Parliamentary briefing: Opposition Day Debate, 24 June 2020
- Coronavirus is putting the NHS under unprecedented strain at a time when demand for health and care services was already at an all-time high. Despite these challenges, trusts across the acute, community, mental health and ambulance sectors have achieved an extraordinary amount over the last few months.
- From expanding critical care capacity and the number of staff who can look after critically ill coronavirus patients and diverting planned care for patients, to placing services online, creating ‘mental health A&Es’ for patients in crisis and swiftly developing capacity to support rapid discharge of medically fit patients into the community, trust leaders are rightly proud of the significant transformation by the NHS to meet the demands the pandemic has placed upon it.
- Now that the NHS has successfully negotiated the initial peak of COVID-19 related demand, the NHS will need to strike the right balance between coping with COVID-19 related demand and meeting ‘ordinary’ healthcare demand.
- Trusts have worked hard throughout the pandemic to ensure that both those with, and without COVID-19, continue to receive the care they need.
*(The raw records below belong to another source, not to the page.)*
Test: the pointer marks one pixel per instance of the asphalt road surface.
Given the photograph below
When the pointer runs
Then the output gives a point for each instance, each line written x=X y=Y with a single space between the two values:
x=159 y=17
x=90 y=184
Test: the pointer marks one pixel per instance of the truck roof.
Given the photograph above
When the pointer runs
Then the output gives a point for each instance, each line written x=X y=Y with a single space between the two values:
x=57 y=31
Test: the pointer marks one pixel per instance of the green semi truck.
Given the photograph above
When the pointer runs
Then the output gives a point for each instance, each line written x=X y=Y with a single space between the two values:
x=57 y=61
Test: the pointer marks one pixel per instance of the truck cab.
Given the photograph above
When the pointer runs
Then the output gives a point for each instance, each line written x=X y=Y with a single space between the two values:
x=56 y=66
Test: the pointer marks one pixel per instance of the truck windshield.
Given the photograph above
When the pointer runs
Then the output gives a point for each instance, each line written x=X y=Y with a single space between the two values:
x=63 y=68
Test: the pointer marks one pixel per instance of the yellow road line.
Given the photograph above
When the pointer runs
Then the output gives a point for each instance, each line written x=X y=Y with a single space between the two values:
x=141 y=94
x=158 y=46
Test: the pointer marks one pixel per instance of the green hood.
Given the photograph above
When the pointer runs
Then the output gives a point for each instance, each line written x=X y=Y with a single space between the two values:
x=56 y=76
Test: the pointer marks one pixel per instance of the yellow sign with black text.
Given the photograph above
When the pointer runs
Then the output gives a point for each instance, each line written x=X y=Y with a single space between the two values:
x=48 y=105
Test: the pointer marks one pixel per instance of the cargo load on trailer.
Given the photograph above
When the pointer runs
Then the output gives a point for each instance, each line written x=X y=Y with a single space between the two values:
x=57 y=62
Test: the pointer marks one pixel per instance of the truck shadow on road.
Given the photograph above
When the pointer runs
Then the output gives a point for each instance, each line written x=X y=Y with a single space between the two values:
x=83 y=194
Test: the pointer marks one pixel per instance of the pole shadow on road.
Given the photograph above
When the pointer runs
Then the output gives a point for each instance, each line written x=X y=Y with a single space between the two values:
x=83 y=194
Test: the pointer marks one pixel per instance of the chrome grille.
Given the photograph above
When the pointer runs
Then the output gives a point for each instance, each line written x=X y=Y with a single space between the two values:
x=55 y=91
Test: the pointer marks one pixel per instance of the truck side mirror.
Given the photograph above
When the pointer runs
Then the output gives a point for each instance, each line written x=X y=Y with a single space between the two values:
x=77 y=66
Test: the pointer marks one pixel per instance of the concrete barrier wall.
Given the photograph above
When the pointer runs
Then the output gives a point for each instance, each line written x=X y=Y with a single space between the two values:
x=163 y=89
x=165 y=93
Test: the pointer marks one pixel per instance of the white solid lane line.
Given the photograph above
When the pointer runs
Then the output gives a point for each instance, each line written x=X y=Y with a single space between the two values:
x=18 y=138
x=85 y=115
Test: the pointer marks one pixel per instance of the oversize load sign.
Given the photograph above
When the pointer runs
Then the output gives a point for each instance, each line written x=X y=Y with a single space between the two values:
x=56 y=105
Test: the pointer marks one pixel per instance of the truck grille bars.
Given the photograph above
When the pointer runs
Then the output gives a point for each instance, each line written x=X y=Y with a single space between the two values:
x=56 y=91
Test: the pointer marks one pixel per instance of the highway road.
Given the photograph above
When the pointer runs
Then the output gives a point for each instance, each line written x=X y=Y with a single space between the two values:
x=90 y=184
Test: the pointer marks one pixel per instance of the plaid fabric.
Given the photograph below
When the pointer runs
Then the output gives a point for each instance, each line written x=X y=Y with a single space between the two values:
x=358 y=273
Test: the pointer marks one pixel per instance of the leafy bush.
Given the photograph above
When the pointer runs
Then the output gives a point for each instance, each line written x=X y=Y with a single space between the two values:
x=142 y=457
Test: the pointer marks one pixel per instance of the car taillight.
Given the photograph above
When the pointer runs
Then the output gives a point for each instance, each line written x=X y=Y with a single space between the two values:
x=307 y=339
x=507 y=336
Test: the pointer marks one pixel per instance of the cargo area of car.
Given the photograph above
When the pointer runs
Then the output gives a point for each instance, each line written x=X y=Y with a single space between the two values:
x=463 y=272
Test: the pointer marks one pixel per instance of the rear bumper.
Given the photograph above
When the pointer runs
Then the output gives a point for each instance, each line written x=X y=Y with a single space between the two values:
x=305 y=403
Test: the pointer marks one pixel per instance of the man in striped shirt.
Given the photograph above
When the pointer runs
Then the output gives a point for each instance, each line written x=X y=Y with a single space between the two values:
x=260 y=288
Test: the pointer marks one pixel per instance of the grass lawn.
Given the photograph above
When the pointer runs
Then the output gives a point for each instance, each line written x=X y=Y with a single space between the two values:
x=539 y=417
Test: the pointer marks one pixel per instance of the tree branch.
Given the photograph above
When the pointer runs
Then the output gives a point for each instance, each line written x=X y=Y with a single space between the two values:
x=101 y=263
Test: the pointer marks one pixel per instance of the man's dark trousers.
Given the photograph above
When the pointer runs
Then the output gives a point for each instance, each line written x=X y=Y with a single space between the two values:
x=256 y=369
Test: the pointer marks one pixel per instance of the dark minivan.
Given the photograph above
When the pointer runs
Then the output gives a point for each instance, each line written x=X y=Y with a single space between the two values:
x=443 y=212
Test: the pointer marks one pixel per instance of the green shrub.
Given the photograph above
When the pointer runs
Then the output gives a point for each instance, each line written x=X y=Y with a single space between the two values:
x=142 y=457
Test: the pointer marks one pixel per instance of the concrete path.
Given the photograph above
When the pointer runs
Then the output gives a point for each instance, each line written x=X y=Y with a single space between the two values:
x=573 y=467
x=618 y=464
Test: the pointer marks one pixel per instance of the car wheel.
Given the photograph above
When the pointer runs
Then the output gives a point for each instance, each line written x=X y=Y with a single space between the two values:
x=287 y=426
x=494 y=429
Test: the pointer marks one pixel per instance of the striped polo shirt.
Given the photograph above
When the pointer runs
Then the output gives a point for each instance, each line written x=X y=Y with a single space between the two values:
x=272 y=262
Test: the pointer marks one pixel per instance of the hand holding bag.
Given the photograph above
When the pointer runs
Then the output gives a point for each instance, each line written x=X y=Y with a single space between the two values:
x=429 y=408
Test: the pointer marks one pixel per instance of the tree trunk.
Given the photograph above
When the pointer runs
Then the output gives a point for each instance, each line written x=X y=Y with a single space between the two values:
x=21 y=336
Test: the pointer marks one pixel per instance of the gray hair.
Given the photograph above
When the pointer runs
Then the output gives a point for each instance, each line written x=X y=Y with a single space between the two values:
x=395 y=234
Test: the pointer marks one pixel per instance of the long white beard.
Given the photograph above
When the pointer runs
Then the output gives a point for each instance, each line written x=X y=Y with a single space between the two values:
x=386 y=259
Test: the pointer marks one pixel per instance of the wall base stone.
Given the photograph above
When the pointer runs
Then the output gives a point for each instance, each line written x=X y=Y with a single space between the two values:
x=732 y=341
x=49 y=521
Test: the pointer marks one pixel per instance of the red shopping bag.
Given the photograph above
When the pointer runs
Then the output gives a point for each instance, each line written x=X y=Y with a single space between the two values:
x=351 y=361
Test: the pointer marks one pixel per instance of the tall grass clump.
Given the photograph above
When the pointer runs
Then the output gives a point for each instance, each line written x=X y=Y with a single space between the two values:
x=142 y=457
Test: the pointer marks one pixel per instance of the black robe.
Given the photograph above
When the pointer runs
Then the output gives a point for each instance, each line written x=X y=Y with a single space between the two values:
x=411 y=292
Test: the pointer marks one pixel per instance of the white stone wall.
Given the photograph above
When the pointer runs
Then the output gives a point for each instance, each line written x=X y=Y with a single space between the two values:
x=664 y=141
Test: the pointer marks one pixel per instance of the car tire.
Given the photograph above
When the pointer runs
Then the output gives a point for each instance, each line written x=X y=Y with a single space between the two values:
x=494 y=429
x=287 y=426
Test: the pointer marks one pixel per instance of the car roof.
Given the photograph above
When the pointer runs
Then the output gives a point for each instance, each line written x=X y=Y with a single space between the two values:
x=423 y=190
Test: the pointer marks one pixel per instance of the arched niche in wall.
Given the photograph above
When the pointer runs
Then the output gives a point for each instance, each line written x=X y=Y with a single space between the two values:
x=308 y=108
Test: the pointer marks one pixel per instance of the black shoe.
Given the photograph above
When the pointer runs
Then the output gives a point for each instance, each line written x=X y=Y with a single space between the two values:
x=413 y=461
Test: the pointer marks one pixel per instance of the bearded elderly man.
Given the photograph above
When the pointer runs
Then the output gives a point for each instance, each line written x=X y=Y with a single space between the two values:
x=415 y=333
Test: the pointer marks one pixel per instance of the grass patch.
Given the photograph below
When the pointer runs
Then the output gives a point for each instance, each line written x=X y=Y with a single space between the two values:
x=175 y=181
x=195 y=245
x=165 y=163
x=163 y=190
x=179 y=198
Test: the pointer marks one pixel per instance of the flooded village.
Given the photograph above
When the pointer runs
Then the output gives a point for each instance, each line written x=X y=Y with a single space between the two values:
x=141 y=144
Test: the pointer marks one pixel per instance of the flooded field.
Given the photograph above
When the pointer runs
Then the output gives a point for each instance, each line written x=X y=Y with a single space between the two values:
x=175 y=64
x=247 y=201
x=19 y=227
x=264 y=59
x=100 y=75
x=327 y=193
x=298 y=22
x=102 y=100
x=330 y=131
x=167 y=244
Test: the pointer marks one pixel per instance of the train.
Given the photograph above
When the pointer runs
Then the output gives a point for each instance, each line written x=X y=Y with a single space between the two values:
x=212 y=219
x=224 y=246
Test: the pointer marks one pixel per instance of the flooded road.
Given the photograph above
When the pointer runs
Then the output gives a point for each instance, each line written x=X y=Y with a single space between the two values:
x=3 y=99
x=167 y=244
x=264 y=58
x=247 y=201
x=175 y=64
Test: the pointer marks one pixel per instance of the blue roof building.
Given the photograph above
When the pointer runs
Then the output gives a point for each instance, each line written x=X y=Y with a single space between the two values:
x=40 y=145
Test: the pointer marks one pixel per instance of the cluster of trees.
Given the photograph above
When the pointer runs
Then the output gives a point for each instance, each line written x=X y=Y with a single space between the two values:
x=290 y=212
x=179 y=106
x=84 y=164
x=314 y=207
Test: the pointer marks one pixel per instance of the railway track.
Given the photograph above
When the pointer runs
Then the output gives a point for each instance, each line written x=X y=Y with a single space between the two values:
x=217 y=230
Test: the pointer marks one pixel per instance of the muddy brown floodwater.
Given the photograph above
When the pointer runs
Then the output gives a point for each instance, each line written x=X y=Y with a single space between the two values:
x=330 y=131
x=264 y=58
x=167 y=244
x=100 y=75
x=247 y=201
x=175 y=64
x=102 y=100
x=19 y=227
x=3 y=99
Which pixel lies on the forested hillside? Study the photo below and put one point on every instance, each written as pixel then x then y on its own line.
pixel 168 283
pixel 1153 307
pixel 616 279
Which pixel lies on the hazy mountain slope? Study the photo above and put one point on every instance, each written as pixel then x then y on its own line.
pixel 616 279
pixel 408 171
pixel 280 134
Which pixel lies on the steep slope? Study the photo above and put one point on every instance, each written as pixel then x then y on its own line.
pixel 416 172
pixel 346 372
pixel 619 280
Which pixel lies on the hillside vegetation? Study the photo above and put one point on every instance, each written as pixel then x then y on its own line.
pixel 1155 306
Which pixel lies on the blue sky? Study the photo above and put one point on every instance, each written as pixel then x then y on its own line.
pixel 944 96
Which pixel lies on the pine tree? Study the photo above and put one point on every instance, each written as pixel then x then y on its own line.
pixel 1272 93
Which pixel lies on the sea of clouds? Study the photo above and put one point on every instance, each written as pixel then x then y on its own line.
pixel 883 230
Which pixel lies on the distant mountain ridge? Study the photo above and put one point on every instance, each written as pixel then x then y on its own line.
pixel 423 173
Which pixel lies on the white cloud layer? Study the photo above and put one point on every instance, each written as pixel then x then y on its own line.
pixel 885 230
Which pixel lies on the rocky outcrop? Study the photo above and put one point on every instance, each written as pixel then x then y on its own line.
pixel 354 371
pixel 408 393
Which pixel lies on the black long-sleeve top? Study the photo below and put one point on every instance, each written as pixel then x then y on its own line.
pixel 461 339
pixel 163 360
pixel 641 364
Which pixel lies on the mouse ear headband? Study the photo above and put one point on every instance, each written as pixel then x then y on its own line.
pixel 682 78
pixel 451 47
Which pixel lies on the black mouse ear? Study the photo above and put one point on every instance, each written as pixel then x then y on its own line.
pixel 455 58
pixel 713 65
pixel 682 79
Trusts are acutely aware that ordinary healthcare demands have not simply vanished while the country is dealing with this virus.
- However, we need to be realistic both about what trusts can deliver and how quickly, acknowledging that re-starting services is going to be more complicated than stopping them and focusing on creating emergency capacity in crisis mode. It will not be possible for trusts to do everything at the speed we would all like: effective prioritisation will be key.